Damn. She was not the type who wanted a man to call the shots, but it sure would be easier to justify anything that happened by saying he’d swept her off her feet. But he wasn’t going to let her off so easily. It would have to be her choice.

Then she reminded herself: nothing’s gonna happen. He was an unusual man, here alone, probably looking to escape the sycophants by engaging someone as equally alone in conversation. That was it. There was nothing personal, nothing sexual, about the invitation, despite the ambiance.

But his eyes—oh, those eyes—they glowed with something that looked like promise. And, at last, that mouth quirked up the tiniest bit, the sparkle in his eyes accompanying what might, for him, be the beginning of a genuine smile. It was as if he were daring her to give in, to at least go along and see where he might want to take her.

A wise woman would know her limitations and stick to her own side of the playground. This guy played in a whole different league.

The hint of a smile tempted her, though.

She knew Reece wasn’t any of the characters he’d played on the screen; he was a unique person who was good at disappearing into other people’s skin. But she had beheld his gorgeous smile in films, seen the way laugh lines fanned at the corners of his eyes when he was happy. What she was seeing now didn’t come close. She wanted to witness the real thing. Full-throttle warmth and broadly smiling charm from the man himself, not a character he was playing.

She wanted a real smile directed only at her.

So while she knew the wise choice would be to say no—two little letters, one small syllable—she found another word coming into her mouth.

Before she could say it, however, his jaw clenched the tiniest bit. “You decide,” he said, glancing over the crowd toward the front door. “I don’t want to pressure you.”

Little did he know his hint of a smile had already done the trick.

Jess had never pictured herself as the Cinderella type. Well, she’d understood the sitting-in-the-ashes, worked-to-death part. Her days in foster care had given her a graphic lesson in playing that role. She’d just never imagined there could be fairy godmothers, gorgeous gowns, and Prince Charmings whisking girls into their happily ever afters. Or at least their happily-upstairs-in-a-private-suite-with-a-movie-stars.

Hmm. Beth certainly had been her fairy godmother. She was wearing a killer dress. And a Hollywood prince was trying to whisk her away from a big party.

Shit. Maybe she was freaking Cinderella with Christian Dior as her fairy godmother.

“So I’ll tell you what. I’ll wait for you by the elevator in the back hallway in ten minutes. If you’re there, I’ll take you up and show you everything you want to see.”

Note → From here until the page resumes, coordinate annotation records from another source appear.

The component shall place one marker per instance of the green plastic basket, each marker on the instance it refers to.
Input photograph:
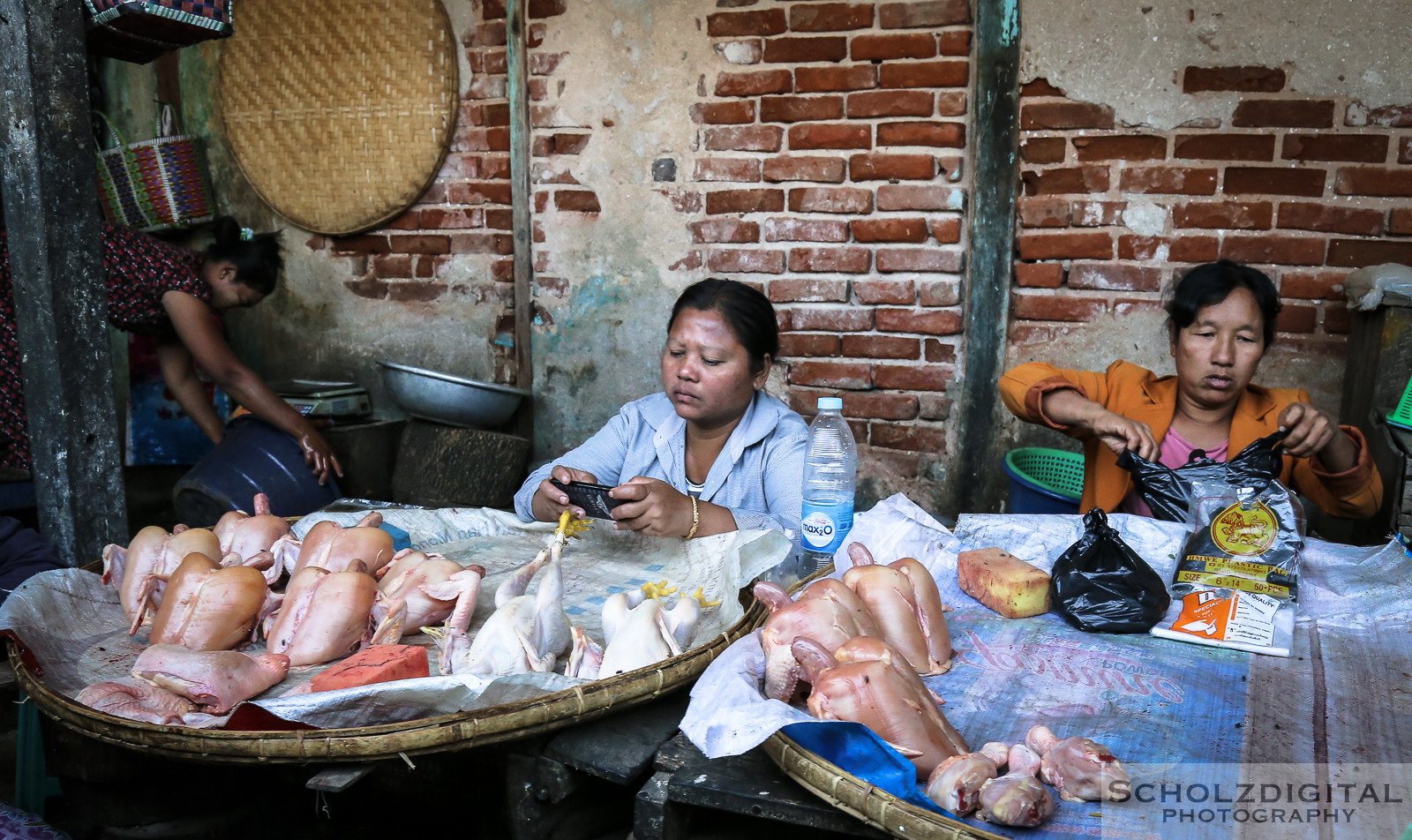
(1052, 469)
(1402, 414)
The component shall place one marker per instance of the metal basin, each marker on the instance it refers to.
(449, 400)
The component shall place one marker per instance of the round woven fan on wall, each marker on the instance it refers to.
(339, 113)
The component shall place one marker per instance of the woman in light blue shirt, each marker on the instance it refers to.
(710, 454)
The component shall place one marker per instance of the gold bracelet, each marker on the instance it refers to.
(696, 519)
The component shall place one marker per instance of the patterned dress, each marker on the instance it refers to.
(139, 270)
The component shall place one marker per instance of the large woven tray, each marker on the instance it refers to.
(431, 734)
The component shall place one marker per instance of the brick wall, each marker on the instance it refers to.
(1306, 188)
(830, 174)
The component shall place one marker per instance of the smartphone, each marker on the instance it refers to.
(593, 499)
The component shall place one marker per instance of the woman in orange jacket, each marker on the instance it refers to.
(1220, 322)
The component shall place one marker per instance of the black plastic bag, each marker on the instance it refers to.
(1101, 586)
(1169, 491)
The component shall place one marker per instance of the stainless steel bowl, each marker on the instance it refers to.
(449, 400)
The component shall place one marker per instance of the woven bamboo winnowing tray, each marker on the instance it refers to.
(339, 115)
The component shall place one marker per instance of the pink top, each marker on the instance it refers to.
(1176, 451)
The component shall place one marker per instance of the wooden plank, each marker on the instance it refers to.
(56, 260)
(993, 244)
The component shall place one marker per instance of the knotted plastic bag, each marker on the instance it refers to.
(1100, 585)
(1169, 491)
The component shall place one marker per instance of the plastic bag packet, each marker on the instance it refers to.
(1100, 585)
(1168, 491)
(1237, 581)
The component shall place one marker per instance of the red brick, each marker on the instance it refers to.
(929, 13)
(1044, 275)
(743, 260)
(1373, 181)
(794, 109)
(805, 230)
(1310, 216)
(1278, 251)
(946, 229)
(1068, 180)
(886, 229)
(889, 47)
(1065, 115)
(830, 18)
(948, 260)
(795, 169)
(1284, 113)
(1366, 148)
(804, 49)
(755, 84)
(1115, 277)
(913, 378)
(734, 25)
(808, 345)
(922, 133)
(724, 112)
(1246, 79)
(809, 291)
(745, 201)
(830, 136)
(726, 169)
(851, 78)
(1042, 150)
(830, 260)
(745, 139)
(1195, 249)
(830, 199)
(1274, 181)
(925, 74)
(891, 103)
(1225, 215)
(1312, 286)
(1356, 253)
(884, 167)
(844, 319)
(832, 374)
(879, 406)
(1034, 307)
(732, 230)
(1065, 246)
(886, 291)
(1225, 147)
(913, 197)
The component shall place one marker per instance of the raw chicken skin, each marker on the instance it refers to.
(324, 616)
(822, 613)
(208, 607)
(136, 701)
(212, 679)
(875, 695)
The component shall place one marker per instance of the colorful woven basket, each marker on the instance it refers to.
(155, 184)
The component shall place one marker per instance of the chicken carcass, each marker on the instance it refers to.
(1080, 769)
(328, 545)
(875, 694)
(826, 611)
(212, 679)
(136, 701)
(208, 607)
(891, 600)
(324, 614)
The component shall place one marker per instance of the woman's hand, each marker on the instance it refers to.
(550, 501)
(1313, 432)
(653, 507)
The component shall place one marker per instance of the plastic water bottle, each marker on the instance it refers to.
(830, 466)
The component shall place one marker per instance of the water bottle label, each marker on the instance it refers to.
(826, 526)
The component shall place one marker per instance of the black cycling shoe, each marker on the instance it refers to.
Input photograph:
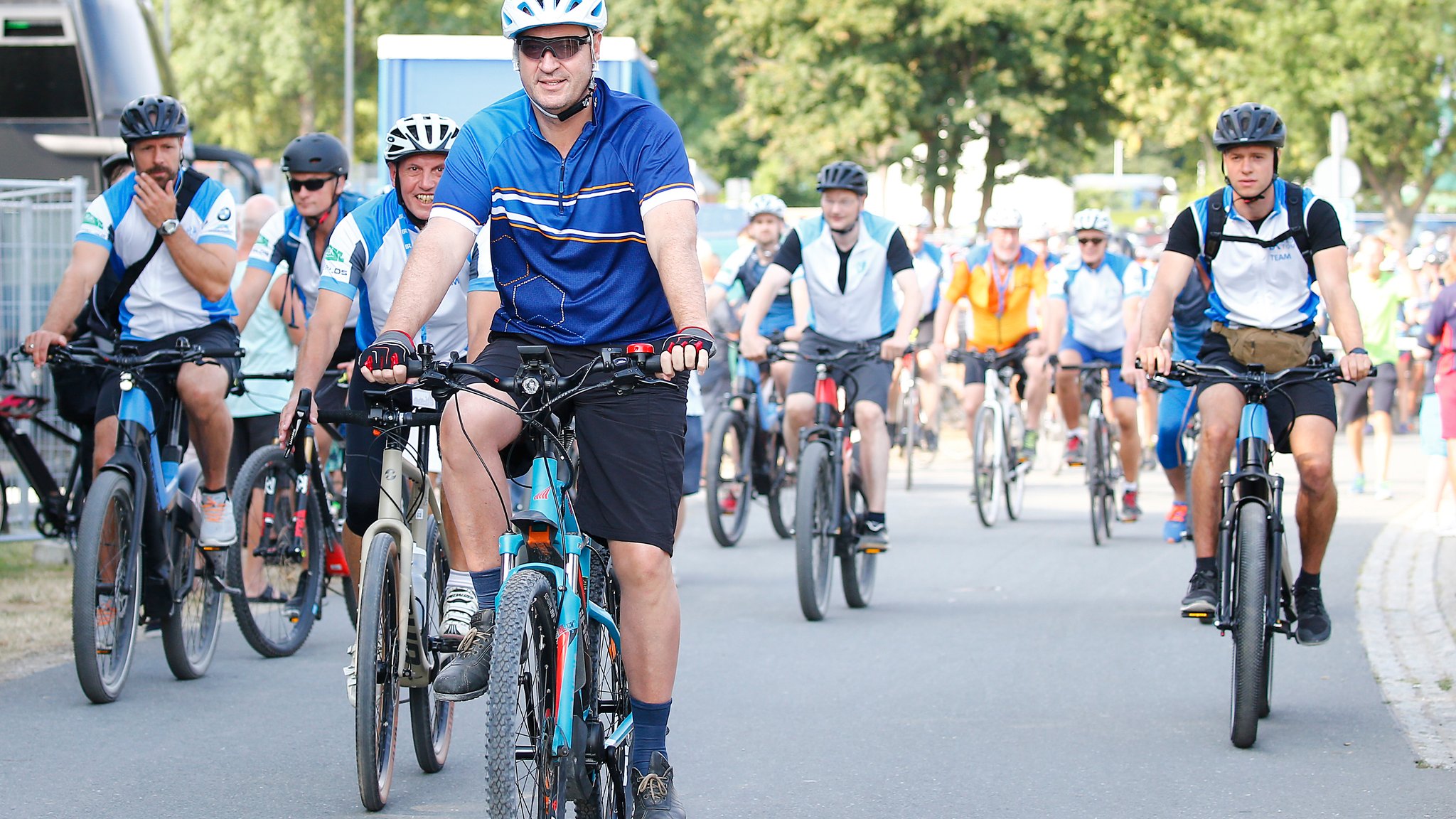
(654, 795)
(1311, 619)
(1203, 595)
(468, 675)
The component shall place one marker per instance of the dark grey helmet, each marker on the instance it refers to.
(1248, 124)
(843, 176)
(152, 115)
(316, 154)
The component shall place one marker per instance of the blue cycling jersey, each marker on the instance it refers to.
(567, 244)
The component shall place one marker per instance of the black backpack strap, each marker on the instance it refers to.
(111, 309)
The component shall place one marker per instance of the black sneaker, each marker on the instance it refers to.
(654, 795)
(1311, 619)
(1203, 595)
(468, 675)
(874, 537)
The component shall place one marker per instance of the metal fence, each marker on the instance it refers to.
(38, 222)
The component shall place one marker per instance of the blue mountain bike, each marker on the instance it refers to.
(137, 537)
(1256, 585)
(560, 717)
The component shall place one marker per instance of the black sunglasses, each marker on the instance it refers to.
(560, 47)
(311, 184)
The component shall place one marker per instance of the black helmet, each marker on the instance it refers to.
(1248, 124)
(316, 154)
(149, 117)
(843, 176)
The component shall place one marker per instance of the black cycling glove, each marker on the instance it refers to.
(389, 350)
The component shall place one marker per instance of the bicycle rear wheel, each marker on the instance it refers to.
(730, 477)
(190, 636)
(814, 528)
(1251, 633)
(782, 491)
(432, 719)
(985, 483)
(279, 614)
(857, 566)
(107, 588)
(522, 778)
(376, 710)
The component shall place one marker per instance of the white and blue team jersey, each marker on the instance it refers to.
(865, 308)
(565, 238)
(1096, 298)
(286, 240)
(1254, 286)
(365, 261)
(162, 301)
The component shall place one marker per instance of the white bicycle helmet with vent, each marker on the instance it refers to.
(1004, 218)
(766, 203)
(520, 15)
(1093, 219)
(419, 133)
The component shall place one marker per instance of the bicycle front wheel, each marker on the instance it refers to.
(376, 712)
(815, 528)
(857, 566)
(190, 636)
(105, 588)
(730, 476)
(279, 580)
(1251, 633)
(522, 777)
(985, 483)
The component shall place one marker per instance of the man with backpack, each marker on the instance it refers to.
(1261, 244)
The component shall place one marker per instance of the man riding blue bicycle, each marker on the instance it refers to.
(851, 259)
(590, 212)
(156, 252)
(1261, 244)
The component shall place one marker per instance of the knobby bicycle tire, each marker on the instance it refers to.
(269, 627)
(522, 712)
(376, 712)
(737, 456)
(108, 559)
(814, 527)
(190, 636)
(1250, 627)
(430, 717)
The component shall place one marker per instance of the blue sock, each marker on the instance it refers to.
(487, 585)
(648, 732)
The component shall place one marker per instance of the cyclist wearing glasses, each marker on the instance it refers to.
(747, 267)
(318, 169)
(1094, 299)
(590, 225)
(1276, 241)
(181, 290)
(852, 262)
(999, 280)
(361, 267)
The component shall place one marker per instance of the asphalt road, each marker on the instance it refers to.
(1008, 672)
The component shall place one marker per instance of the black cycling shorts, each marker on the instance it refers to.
(1310, 398)
(631, 446)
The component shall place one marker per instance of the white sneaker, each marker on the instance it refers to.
(219, 528)
(461, 606)
(351, 680)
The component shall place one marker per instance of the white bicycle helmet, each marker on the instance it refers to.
(1093, 219)
(766, 203)
(1004, 218)
(520, 15)
(419, 133)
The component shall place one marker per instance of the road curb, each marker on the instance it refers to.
(1408, 640)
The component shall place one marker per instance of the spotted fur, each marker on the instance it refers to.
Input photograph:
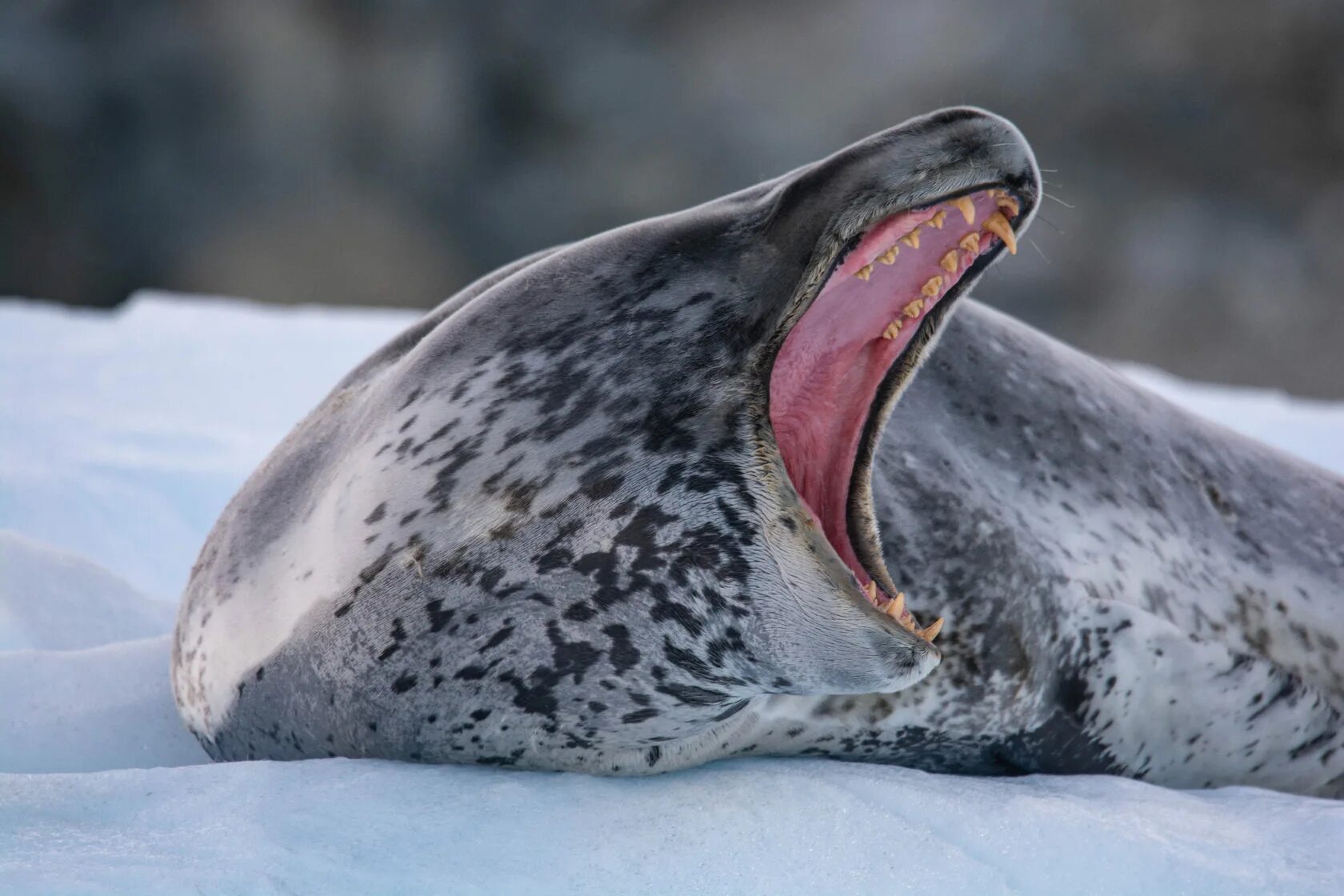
(547, 527)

Oh. He was giving her time to change her mind. In ten minutes, she would certainly come up with a thousand reasons not to go with him. Crap.

You’re going. It’s a once-in-a-lifetime chance, and you’re not going to blow it.

Right. She was so gonna be there. Almost certainly. Definitely probably.

But something impertinent and unpredictable made her ask, “And if I’m not?”

He looked down at her. Hesitated. And then said, “If you’re not, I think I’ll regret it for the rest of my life.”